Many countries live of forest. I believe the importance of forests is great in every country, the forest is an all-encapsulating web that has spread widely and ceaselessly. Forest is the ultimate in man's companions, willing or unwilling. It has been our habitat for millenniums, and still it protects our farming and our dwelling. But for the first time it is our task to take care of the forest, it is our task to help it to survive - for the sake of our own survival. We have exploited it often mindlessly, and then applied our strong technology there - maybe it is high time to think of forest as a web we are sleeping in, or as the groundings of the great systems we have greated.

When a disaster strikes, a disaster of such magnitude that it affects our living conditions directly, then we notice what is happening. But we should also observe the living conditions of our companion, the forest. Would we be ready to live in such a mess? At all times exploited and utilized, seldom cared for expect because of economical reasons, that is the life of the slave. But we are dependent on the slave, and we even take pride in the beauty of our possessions, in our forest-slaves, but we do not like to admit the true amount of dependence, and we forget the needs of the forest as a natural entity. Do we really understand the forest completely?

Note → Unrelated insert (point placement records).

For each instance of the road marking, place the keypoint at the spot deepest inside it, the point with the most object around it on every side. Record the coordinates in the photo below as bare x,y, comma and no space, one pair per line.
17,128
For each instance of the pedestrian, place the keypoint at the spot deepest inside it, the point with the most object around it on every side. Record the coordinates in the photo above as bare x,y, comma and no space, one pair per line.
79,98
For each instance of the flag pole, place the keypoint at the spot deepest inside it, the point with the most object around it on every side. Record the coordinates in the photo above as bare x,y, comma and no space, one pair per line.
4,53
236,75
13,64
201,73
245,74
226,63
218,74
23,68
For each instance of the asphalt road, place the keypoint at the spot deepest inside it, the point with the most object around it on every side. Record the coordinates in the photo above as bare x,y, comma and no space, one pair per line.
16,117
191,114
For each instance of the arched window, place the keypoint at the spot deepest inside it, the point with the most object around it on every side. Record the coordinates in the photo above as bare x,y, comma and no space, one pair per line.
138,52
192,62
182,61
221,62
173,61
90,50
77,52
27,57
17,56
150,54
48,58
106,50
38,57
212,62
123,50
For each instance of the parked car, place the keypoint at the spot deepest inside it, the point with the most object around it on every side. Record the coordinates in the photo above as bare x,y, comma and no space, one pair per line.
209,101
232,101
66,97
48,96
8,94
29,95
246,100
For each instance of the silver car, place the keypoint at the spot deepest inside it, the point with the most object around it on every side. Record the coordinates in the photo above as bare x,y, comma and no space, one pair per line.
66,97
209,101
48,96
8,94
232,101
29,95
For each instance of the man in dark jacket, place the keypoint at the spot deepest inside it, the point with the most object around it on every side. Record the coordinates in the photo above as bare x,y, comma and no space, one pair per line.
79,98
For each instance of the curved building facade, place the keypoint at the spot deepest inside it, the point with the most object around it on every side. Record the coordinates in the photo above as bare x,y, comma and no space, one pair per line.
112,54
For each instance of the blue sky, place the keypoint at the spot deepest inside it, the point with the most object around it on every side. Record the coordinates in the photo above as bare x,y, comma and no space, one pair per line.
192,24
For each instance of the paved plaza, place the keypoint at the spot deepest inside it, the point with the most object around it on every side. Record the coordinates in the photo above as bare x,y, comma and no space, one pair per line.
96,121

So, as an expert in computers and mathematics and physics, I would like to use my skills in the preserving and caring of the forests and forest nature. I would like to be able to do something to solve the waste problems, for example. But it is the realities of life again, that dictate our effect on great issues. We have not much power singly. But, if the thinking changes, then perhaps the way of things gradually changes also.

Alone we have no power, together we can move the world. The past has been created without thinking about one moment's pain. We may have a future, if we face the facts and realities of life together, and don't hide behind artificial walls. For the sake of all of us, let's not make the world impossible for the forest to live in. Now is the time to think, and act, but not alone.

For once, we should dig our toes into gravel and peat, and feel the way the forest feels; for once we have to think of our sister, the forest, the slave that ceaselessly has provided us with air, food, and clean water. At last, it is our turn to take care, to reach across into the mysteries of forests.